The inner door opened. Felix turned and made to stand, then stopped, halfway to his feet, paralysed by the sight that met his eyes. Filing out of the inner room was a line of young women, all in simple, elegant white dresses, like novitiates at a Shallyan convent, except that their heads were uncovered, and that they were all astonishingly, painfully, beautiful.
Felix’s heart stopped as the first in line looked him in the eye. She was the most gorgeous girl he had ever seen, a dark eyed brunette with lush red lips and a figure to match. Then his gaze was caught by the eyes of the girl that followed her. His heart stopped.
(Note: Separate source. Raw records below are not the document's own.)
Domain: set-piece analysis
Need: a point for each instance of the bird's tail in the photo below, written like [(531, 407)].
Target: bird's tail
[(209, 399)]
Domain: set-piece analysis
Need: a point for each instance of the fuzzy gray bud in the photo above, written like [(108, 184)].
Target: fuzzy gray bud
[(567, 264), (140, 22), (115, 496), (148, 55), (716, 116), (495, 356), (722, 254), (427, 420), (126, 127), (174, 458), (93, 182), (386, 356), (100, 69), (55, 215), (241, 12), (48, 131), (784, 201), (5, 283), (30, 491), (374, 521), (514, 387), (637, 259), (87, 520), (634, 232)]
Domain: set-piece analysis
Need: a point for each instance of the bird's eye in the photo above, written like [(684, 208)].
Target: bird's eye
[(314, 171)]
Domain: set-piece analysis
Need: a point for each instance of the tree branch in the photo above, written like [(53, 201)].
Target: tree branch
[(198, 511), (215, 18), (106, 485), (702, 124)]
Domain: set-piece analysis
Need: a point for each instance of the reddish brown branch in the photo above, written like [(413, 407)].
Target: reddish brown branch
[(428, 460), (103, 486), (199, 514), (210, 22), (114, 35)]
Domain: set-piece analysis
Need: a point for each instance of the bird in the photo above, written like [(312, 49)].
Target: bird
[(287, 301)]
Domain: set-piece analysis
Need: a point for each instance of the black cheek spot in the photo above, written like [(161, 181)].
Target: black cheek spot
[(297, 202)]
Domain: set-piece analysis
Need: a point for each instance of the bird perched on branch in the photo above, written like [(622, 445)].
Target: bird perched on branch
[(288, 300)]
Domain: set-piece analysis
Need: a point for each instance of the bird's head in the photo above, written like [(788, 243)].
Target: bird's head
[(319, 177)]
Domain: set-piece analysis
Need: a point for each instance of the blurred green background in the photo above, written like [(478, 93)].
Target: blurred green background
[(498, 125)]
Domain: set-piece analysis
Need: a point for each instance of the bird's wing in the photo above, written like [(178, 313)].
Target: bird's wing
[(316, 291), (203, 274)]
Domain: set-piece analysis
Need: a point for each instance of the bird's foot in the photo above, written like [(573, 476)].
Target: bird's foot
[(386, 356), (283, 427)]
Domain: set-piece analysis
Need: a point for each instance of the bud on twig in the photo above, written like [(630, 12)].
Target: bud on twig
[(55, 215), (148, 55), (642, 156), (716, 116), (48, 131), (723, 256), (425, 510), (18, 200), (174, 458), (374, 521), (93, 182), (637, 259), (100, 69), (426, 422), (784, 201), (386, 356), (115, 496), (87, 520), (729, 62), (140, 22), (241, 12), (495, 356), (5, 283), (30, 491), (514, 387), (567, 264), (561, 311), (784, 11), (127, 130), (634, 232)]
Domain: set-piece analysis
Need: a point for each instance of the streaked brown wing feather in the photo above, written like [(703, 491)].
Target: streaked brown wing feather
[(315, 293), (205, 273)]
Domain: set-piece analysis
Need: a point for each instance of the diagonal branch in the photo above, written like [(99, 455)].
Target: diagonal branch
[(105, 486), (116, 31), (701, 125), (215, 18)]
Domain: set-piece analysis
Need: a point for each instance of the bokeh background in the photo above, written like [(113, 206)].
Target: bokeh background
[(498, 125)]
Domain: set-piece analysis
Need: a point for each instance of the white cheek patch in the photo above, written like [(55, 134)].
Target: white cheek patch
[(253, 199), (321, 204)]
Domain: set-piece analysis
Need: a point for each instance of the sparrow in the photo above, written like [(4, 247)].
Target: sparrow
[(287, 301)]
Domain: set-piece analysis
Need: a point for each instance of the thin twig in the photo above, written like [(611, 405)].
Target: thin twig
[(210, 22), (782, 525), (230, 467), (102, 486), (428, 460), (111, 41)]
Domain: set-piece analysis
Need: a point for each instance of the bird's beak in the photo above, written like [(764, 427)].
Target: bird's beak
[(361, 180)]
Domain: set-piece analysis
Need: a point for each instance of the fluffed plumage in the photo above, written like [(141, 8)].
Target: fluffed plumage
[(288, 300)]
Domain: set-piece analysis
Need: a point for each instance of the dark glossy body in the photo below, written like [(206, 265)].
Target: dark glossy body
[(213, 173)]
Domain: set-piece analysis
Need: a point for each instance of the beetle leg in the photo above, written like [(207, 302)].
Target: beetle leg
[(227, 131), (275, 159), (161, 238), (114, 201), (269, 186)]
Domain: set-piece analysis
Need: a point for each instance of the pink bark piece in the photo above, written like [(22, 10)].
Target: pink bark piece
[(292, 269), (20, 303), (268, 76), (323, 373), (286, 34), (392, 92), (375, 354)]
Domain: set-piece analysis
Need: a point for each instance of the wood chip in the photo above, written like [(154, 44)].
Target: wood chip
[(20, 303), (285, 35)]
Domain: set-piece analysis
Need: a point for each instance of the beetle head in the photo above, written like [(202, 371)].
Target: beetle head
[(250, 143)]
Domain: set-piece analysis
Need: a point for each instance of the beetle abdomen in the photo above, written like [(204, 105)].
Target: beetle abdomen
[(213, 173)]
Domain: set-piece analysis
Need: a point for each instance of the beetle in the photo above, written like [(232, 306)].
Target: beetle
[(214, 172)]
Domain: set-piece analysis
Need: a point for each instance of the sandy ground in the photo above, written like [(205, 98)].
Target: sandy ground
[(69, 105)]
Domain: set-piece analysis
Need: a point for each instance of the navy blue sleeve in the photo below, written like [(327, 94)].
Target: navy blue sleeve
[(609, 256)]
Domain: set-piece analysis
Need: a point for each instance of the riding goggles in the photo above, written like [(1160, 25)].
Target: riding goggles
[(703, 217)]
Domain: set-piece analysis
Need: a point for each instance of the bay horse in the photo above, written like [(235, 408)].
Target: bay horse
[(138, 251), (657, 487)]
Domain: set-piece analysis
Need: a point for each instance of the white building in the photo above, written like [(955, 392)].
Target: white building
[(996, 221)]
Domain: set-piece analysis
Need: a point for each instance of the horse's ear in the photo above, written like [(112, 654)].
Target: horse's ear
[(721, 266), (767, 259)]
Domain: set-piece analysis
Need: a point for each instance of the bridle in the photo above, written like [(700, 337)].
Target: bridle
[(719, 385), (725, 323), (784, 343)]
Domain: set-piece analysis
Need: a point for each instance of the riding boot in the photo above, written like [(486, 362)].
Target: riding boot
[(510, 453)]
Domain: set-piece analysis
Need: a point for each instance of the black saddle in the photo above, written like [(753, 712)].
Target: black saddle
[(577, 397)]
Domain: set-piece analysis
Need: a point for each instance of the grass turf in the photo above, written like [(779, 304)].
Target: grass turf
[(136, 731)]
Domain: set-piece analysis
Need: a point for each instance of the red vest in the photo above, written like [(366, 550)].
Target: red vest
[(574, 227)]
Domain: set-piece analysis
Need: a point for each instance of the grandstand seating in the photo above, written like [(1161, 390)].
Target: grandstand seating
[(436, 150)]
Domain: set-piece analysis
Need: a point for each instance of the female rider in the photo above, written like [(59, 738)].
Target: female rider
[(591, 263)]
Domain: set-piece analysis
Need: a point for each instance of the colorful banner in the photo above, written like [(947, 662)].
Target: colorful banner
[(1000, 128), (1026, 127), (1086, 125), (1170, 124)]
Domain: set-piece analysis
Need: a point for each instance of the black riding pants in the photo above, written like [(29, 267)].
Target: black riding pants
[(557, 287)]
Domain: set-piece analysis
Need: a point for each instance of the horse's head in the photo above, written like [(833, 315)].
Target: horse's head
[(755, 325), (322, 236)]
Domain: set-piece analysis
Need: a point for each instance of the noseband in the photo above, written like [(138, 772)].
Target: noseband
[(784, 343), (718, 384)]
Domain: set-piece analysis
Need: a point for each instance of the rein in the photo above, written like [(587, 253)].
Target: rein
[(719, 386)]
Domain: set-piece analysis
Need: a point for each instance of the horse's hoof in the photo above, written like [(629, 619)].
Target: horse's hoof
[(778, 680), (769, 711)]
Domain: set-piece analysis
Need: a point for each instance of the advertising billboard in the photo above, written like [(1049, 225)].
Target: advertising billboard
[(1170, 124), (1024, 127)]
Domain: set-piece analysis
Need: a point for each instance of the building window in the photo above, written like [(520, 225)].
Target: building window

She was the most beautiful girl he had ever seen, an ethereal blonde with the regal nose and statuesque bearing of a princess from a fairytale. The girl behind her…
He tore his eyes away and gathered up his jaw. He was making a fool of himself. But what man would not? Each was more bewitching than all the others, and each in an entirely different way. Where had they come from? And why were they here? He couldn’t help looking after them as they glided by and sashayed out into the hallway.
‘Madame will see you now, Herr Jaeger,’ sai
d a voice behind him.
Felix jumped and turned guiltily, nearly knocking over a spindly little table which held a Cathay vase. He grabbed at the vase as it tottered, and nearly succeeded in upsetting it entirely before he managed at last to steady it.
The little blonde girl held the inner door open, a hand over her mouth to hide an amused smile. ‘This way, Herr Jaeger,’ she said.
Felix followed her through the doorway into a warm, candle-lit boudoir. This was a much darker, more sombre, room, though no less feminine. Books and paintings of beautiful women in ancient dress lined every wall. Rich velvets and brocades in burgundy and cobalt upholstered graceful couches and chairs. A massive canopied bed stood like an altar upon a dais at the far end. Its canopies were closed.
To one side, before a grand fireplace surrounded by a baroquely carved mantelpiece that rose, urn upon corbel upon pillar, all the way to the ceiling, was a luxurious tasselled and fringed chaise longue, upon which reclined the woman Felix knew as Countess Gabriella of Nachthafen, dressed in a robe of crimson silk that spilled off onto the floor like a flow of blood. She had not changed physically in the slightest since the last time he had seen her. She still appeared to be an alabaster-skinned beauty of perhaps thirty, with thick black hair and sparkling black eyes. Her figure was petite but exquisite, and her smallest move full of fluid, feline grace.
‘Welcome, Herr Jaeger,’ said the countess, her voice silky with soft Bretonnian consonants. ‘You have not aged a day.’ She raised her hand to him.
‘Nor have you, madame.’ Felix smiled as he took her hand and bent over it. She had had an Altdorf accent when last they met. It appeared she took her Bretonnian imposture seriously.
The countess motioned behind him. ‘Please sit.’
‘Thank you, madame.’ Felix sank into a velvet covered chair.
‘Astrid,’ said the countess, as the little blonde girl appeared at Felix’s side and placed a glass of wine and a tray of sweets at his elbow, ‘Please make sure that Captain Reingelt still slumbers, and then you may retire.’